Two years ago, while walking near the ocean, I heard a noise that sounded like someone prying open an old screen door. I knew it was a bird, but I couldn’t see it, nor could I identify it by its strange call. Once I got home, I did a web search. What I’d heard was a varied thrush. And from that day forward, I was a birder.
I find myself drawn in by birds wherever I go—their plumage, their calls, their flight patterns, and their personalities all intrigue me. To learn more about my newfound passion—and where to find some of the province’s best birding spots—I travelled last summer to Penticton. There, I spent a glorious day with biologist and writer Richard (Dick) Cannings, one of the country’s pre-eminent bird experts, and Dick’s son, Russell, a field biologist and writer also specializing in birds.
From Dick’s charming book, An Enchantment of Birds: Memories from a Birder’s Life, I knew that he and his two brothers, also biologists, had been born into a family of naturalists.
After rearing his own family in nearby Naramata, Dick returned in 2009 to the bungalow on the West Bench built by his parents.

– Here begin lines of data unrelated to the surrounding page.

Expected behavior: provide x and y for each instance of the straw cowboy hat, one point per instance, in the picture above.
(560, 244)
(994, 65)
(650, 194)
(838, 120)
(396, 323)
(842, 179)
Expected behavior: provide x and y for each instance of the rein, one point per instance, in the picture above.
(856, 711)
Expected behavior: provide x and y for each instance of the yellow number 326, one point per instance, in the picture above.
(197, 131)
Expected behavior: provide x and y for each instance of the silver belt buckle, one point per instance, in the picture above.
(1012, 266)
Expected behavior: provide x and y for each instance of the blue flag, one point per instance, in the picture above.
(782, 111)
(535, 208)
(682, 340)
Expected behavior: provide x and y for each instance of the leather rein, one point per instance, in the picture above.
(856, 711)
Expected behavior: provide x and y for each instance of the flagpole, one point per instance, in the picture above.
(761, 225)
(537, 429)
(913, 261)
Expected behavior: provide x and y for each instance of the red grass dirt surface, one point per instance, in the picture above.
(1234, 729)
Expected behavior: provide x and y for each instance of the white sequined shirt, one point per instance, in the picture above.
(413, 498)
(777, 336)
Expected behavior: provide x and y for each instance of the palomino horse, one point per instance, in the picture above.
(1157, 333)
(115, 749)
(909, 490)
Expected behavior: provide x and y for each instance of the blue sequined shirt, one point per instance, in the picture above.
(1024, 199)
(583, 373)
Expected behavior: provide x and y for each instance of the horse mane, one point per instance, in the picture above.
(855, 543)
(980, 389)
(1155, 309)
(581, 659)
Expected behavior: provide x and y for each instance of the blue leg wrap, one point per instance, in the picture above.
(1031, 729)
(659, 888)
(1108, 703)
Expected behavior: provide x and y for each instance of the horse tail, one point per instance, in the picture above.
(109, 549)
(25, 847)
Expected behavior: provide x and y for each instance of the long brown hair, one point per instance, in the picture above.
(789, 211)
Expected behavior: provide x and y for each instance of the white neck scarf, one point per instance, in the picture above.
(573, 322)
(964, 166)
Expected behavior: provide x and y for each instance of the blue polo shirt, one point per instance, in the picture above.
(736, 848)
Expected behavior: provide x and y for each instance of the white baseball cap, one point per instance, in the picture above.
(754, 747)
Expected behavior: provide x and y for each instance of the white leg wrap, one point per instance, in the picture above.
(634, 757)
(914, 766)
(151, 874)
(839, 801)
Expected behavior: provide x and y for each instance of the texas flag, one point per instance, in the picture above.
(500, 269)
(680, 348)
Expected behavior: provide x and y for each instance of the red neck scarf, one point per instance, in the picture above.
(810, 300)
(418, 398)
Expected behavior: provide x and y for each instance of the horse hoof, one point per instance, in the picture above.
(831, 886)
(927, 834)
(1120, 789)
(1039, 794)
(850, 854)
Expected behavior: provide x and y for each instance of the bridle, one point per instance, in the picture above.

We gathered there, at Dick’s childhood home, after spending the morning watching Russell count birds at Vaseux Lake.
The 25-year-old has clearly inherited the family’s genetic predisposition towards bird-watching. “Birding allows normal people to make surprising discoveries on a daily basis,” he said. “You just never know what you might find on any given day.” Although he now lives in Vancouver, Russell visits the South Okanagan whenever he can. “Our place in Naramata was fantastic, but this house feels like home, too,” he said. “It has a long history of putting up bird bums like me. The old guest book reads like a ‘who’s who’ of the Canadian birding scene.”
The hot sun bore down on us as we chatted in Dick’s backyard garden. A Steller’s jay caught my eye as it hopped around on a low stone wall. Its blueblack feathers gleamed as it tipped itself over for a sip of water from the pond. Suddenly, another bird flew overhead, projecting its shadow across the lawn. Dick stopped talking, mid-sentence, and both he and Russell turned their faces skyward, spellbound. A lively debate ensued about what they’d just seen. These are serious birders.
Later, Dick and I walked through the dry grasslands beyond his garden gate, where wild horses, black bear, and deer sometimes roam. “Why have birds held your attention all these years?” I asked.
“Well, once you get to know them intimately, it makes a huge difference in how we see the world,” he said. “I love birding because it opens my eyes and my mind to the world beyond humans.”
I nodded in quiet agreement as I bent down to extract a downy feather from a patch of tiny cacti. “That’s from a great horned owl who roosts over there,” he explained, pointing to a mature weeping willow tree. As I asked father and son to tell me some of their favourite birding spots (see page 26 in the Spring 2012 issue for their answers), I realized that I, too, had become a “bird nerd.”